Consumers expect to be treated with consideration. If they engage with a brand, it doesn’t mean they’ve given tacit agreement to receive an avalanche of spam messages. Consumers also insist on control over third-party access to their personal information, including guarantees that it’s kept safe and secure.
And when it comes to the user interface, advanced messaging users want to keep brand and personal conversations separate to avoid clutter and to manage their different chat feeds.
Consumers clearly want to interact with brands via advanced messaging, but this does mean brands should take a no-holds-barred approach right off the bat. To earn brand trust, early stage advanced messaging engagements should be more goal-directed than experiential, such as giving consumers coupons and unique access to events or experiences.
These early exchanges are also a chance to develop useful customer service capabilities. When it comes to customer service, the focus group work found that consumers very much value personal contact from brands.
Next steps for brands
Messaging of all flavours has grown at an astonishing pace since its inception nearly 30 years ago. Advanced messaging is the next stage of this phenomenon.
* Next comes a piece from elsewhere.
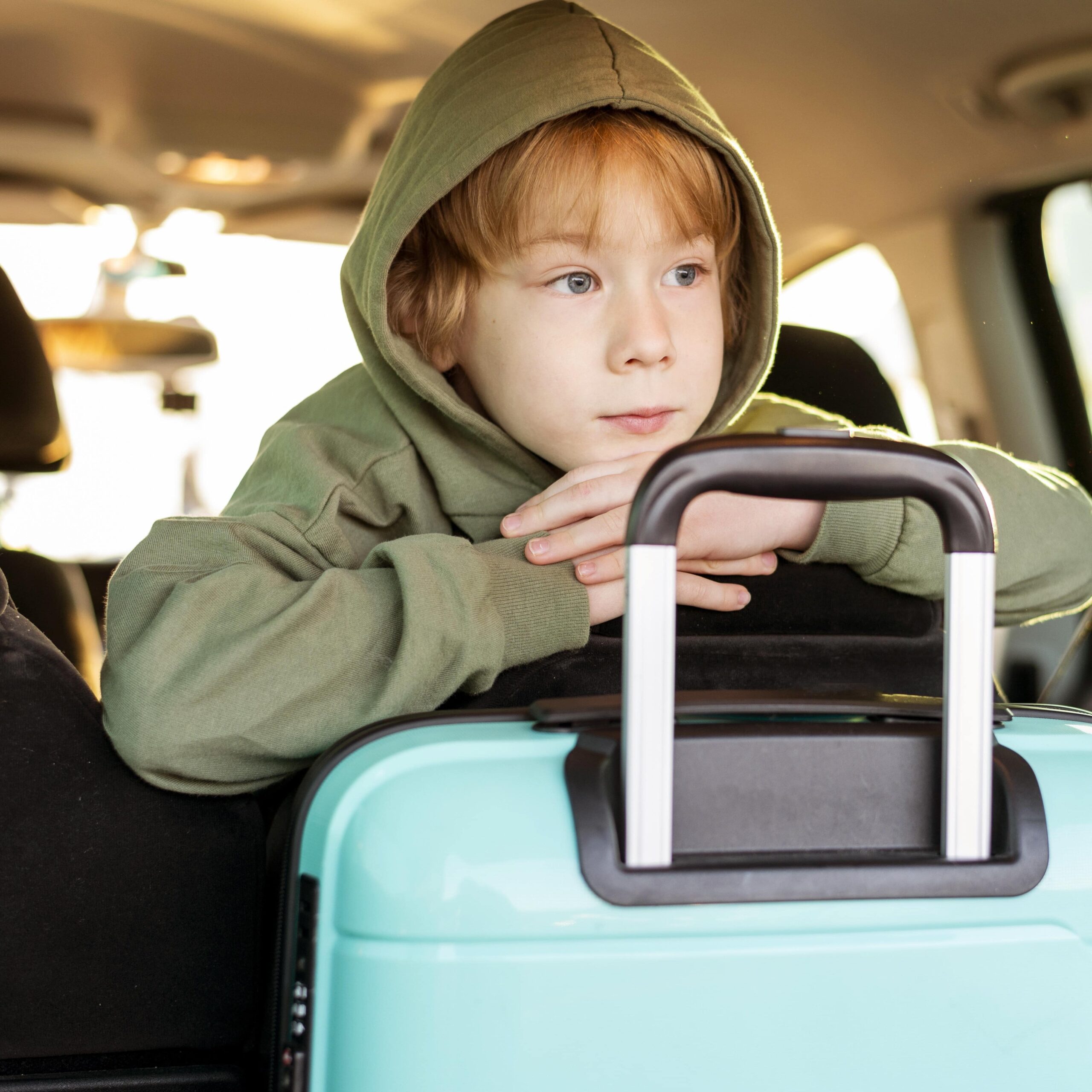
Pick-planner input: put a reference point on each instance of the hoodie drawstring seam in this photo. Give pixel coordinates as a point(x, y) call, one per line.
point(614, 58)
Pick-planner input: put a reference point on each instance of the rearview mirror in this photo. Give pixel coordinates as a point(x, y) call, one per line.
point(94, 344)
It gives brands that are intelligent and sensitive access to potentially hundreds of millions of consumers via an engaging and feature-rich channel.
So what must brands do next?
They now need to invest in and explore advanced messaging and the numerous extra features and functions it enables. Based on conversations at last year’s Cannes Lions International Festival, plenty of brands will be dipping their toes into advanced messaging in the next few years. When operators do launch commercial RCS-based services, these brands need to have creative and competent strategies in place and ready that make the best use of RCS and its capabilities, while also recognising and respecting the preferences and privacy of consumers.
In other words, the time has come for brands to prepare for the next frontier of mobile marketing. It’s just around the corner.